I think Don Surber has the best conservative blog. I’m not kidding. (I don’t count this or Obsidian Wings as conservative.)
Slide
Bizzaro world:
Reality:
.Oh…. and the most visited political blog is Daily Kos by a wide, wide margin:
.
Brian
Slide,
If you had a drop of analytical ability, you’;d see how that list proves my point that the conservatives are winning the blogosphere.
As for the stories about radio, I don’t know what that proves. That some stations are having fluctuations in audience? If so, are they moving to Air America? And, BTW, how is Air America doing? And, while we’re on the topic, how are all those other liberal radio outlets doing? Do you have numbers for them?……(crickets chirping….).
You guys are not all that bright.
John D.
OK, I’ll bite.
I see Newsbusters, Instapundit, Malkin, and lgf as the instantly recognizable right-wing blogs. Their hits combined are still less then Kos’. How does this support your claim? It’s a serious question. I have absolutely no idea how you can look at that list and say it supports your claim.
Darrell
Here is a clue. Brian wrote:
Rush has 20 million listeners a day. Compare that number to KOS web hits, or Air America listeners.. yeah, I know, not everyone who listens to Rush agrees w/him, but no doubt not everyone who visits KOS or listens to Air America agrees with those points of view either.
Steve
Brian’s claim:
If you had a drop of analytical ability, you’;d see how that list proves my point that the conservatives are winning the blogosphere.
John’s response:
I see Newsbusters, Instapundit, Malkin, and lgf as the instantly recognizable right-wing blogs. Their hits combined are still less then Kos’. How does this support your claim?
Darrell’s “clue”:
Rush has 20 million listeners a day. Compare that number to KOS web hits, or Air America listeners..

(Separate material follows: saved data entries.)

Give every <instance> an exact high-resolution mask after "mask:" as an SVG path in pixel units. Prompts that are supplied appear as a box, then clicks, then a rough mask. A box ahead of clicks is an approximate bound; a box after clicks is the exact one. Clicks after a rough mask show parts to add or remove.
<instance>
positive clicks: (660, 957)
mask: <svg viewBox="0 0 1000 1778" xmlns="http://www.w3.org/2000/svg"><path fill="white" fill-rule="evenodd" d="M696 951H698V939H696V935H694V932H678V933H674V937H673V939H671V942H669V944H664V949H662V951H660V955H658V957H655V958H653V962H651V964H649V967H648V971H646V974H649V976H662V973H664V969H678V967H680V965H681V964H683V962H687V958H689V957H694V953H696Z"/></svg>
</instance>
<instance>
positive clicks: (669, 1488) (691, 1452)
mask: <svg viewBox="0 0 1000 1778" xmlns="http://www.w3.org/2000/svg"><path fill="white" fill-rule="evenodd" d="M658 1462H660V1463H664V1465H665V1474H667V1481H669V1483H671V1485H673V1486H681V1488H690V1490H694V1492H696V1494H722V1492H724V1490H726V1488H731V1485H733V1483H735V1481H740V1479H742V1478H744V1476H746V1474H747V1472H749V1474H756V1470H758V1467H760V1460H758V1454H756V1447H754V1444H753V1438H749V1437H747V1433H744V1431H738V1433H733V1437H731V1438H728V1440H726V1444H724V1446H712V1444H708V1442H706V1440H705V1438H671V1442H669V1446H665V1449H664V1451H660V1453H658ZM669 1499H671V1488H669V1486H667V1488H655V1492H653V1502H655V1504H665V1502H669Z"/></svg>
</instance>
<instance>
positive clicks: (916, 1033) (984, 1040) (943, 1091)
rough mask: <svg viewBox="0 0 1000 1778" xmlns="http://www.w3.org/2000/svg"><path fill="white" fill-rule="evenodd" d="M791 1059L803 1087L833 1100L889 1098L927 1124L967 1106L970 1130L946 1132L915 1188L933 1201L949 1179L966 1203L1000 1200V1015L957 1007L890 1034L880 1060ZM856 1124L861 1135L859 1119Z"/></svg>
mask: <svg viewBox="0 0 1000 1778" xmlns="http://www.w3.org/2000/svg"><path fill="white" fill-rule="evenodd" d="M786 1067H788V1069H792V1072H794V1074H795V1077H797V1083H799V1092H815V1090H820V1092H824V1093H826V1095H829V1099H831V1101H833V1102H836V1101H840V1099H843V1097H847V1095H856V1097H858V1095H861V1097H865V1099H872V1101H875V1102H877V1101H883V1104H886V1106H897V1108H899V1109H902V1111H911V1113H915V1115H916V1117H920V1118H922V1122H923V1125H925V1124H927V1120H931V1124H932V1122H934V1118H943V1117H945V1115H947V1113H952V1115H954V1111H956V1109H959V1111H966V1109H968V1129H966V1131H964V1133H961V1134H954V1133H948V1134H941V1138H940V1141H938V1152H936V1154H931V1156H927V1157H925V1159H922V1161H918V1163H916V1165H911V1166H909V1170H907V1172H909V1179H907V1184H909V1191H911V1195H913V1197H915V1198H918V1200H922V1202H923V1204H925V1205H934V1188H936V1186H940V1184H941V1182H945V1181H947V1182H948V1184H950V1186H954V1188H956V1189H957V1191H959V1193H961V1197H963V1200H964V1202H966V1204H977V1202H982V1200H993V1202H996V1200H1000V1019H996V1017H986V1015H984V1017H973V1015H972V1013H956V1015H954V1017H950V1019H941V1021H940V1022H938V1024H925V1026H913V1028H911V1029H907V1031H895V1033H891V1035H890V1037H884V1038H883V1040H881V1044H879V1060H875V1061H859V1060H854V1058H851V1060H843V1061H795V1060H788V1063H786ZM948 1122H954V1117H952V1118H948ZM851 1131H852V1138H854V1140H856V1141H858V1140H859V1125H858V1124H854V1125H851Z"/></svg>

Nope, I still don’t get how Rush’s listening audience “proves that conservatives are winning the blogosphere.”
John D.
Huh?
Your “clue” was a response to a completely different topic. Grammarians can give you a “clue” by pointing out that a paragraph beginning with “As for the stories about radio…” indicates a TOPIC SHIFT.
It’s the preceding paragraph that I was asking Brian about, since he made a claim in a dismissive tone, and I’m damned if I can find any support for his belief. So I asked — and am still awaiting an answer. Specifically, one that makes sense, which rules you out, Darrell.
Candidus
Do the Kos “diaries” really merit a single line for statistical purposes? I mean, isn’t that kinda like putting “blogspot” on a single line? They’re all little more than miniblogs of registered users.
I also see that most of the entries on Kos-proper are taken from diary contributions, but if you click on the link to an author of one of the entries, which suggests that it goes to his diary (e.g. http://politichimp.dailykos.com/), all you get is a copy of the main page. Perhaps the similarity between the number of hits to the main page and those to the “diaries” is no coincidence.
carot
The best is reply is the same as the question:
“If you aren’t doing anything wrong, what do you have to hide?”
If the government is doing anything wrong why do they need to hide what they are doing. If they assert that they need their privacy for good reasons then why can’t the citizens assert the same thing?